The relentless F-bombs and verbal vulgarities permitted by the film’s R-rating are reasonably amusing, because they’re appropriate to Matt’s loutish personality, and the give-as-good-as-he-gets approach with which Mitch combats it. On the other hand, a needlessly explicit sequence in a morgue is the sort of over-the-top, tone-deaf misfire that we’d expect from Judd Apatow’s aggressively crude repertoire company: coarseness for the sheer sake of being distasteful, which brings the film to a screeching halt.

That issue aside, Gordon moves his film breezily along, wisely focusing on the various character dynamics. Efron is thoroughly convincing as the narcissistic Matt, stubbornly arrogant despite mounting evidence that he’s alienating everybody; we eagerly anticipate his epiphany, because it’s always satisfying to see bad boys get their comeuppance.

Daddario makes Summer spunky and resourceful, and it’s fun to watch her keep the cocky Matt at arm’s length. Rohrbach has a sparkling effervescence, and CJ’s sympathy toward Bass’ hapless Ronnie is quite sweet ... if frequently staged to maximize the latter’s embarrassment.

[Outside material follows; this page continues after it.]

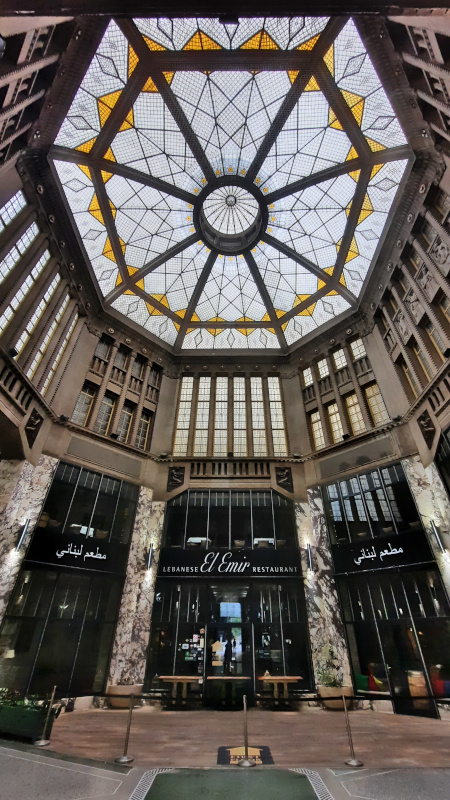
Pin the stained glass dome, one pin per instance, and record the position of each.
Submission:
(231, 184)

Hadera delivers the one truly “straight” character, with Stephanie often offering the pragmatic counsel that keeps everybody else (somewhat) grounded. Yahya Abdul-Mateen II is a hoot as Sgt. Ellerbee, the region’s actual beach cop, constantly trying to maintain his authority in the face of Mitch’s boundary challenges.

Gordon and his scripters also find time to insert a couple of respectful cameo appearances. (What are the odds that two current high-profile films would high-five David Hasselhoff?)

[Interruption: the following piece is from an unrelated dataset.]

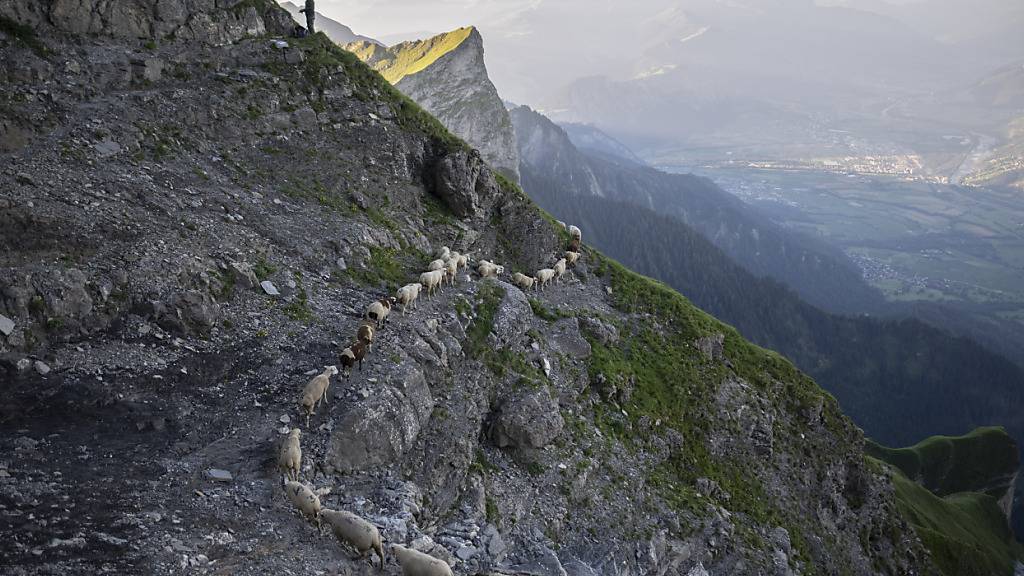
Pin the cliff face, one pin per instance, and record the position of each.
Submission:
(448, 77)
(185, 245)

The Florida and Georgia locations are undeniably gorgeous, and Gordon takes every opportunity to showcase scores of buff bods and scantily clad lovelies. The manner in which Mitch and his gang handle the crime-laden subplot is improbable stuff and nonsense, but everybody plays their roles with a wink and a nod, as if — even within their own universe — they’re fully aware of the core absurdities.

Too bad our real-world visits to the beach can’t be this much fun.